Amazon EC2 and instances failures

I really like Amazon EC2 and I use that for different kind of experiments. Most of the time I use small, large and high cpu extra large instances. Most of the time my experiments run for about 10~15 hours, so far so good. I like Amazon I can easily scale out my experiments, I can easily increase the number of instances, if the instances is not enough to handle my application then I can move to different instance type etc...

However I am experiencing some issues, first issues is when I start about 10~15 instances most of them start quickly and few take a long time to start, because of that I have to wait (and pay additional $$ to amazon) to start my experiments. Even after I start my experiment, some times some of the instances become un-reachable, thats the killer. When that happen I have no option other than rebooting (or waiting a long time..) the instance(s) and restart the experiment. So my 15 hours experiment end up running for 25~30 hours. Issues is I have to pay $$ ...
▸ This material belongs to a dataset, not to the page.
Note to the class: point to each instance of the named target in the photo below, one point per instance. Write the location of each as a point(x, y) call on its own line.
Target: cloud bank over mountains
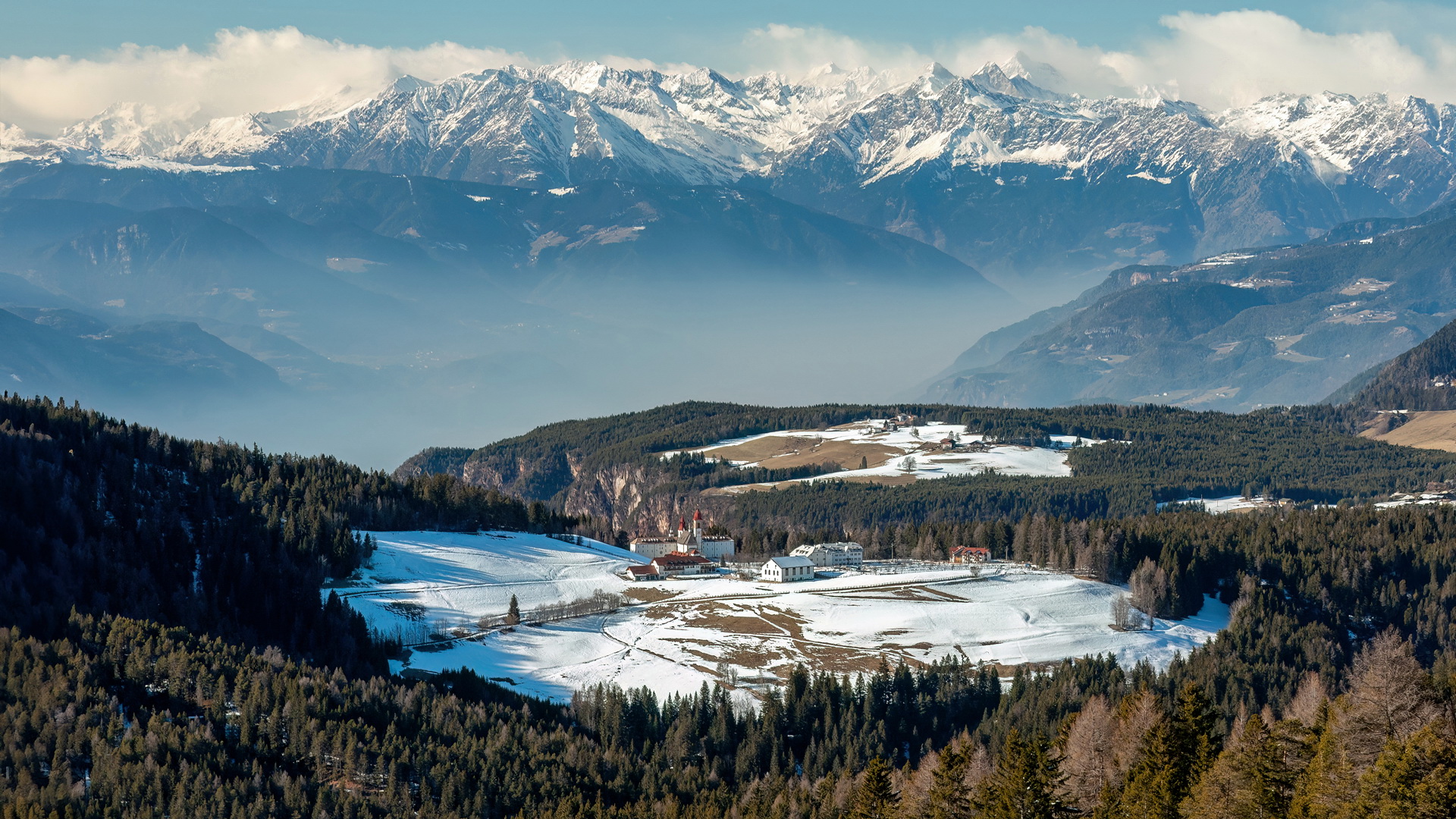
point(1216, 60)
I believe this is something Amazon has to address, EC2 idea is cool, but due to some network and infrastructure issues we can not use the EC2 as we expected.

Sometime this instance failure last only for few minutes and come back fine, sometime we really need to reboot or terminate the instances.

1 comment:

SteveL said...

All large clusters have failure rates; the funny about virtualised ones is that you can't learn which physical machines are playing up, you can't blacklist them.

What you can do is design your app with checkpointing, so that failure can be handled without a complete restart. Without that, the run time of any application, on anyone's datacentre, will be limited.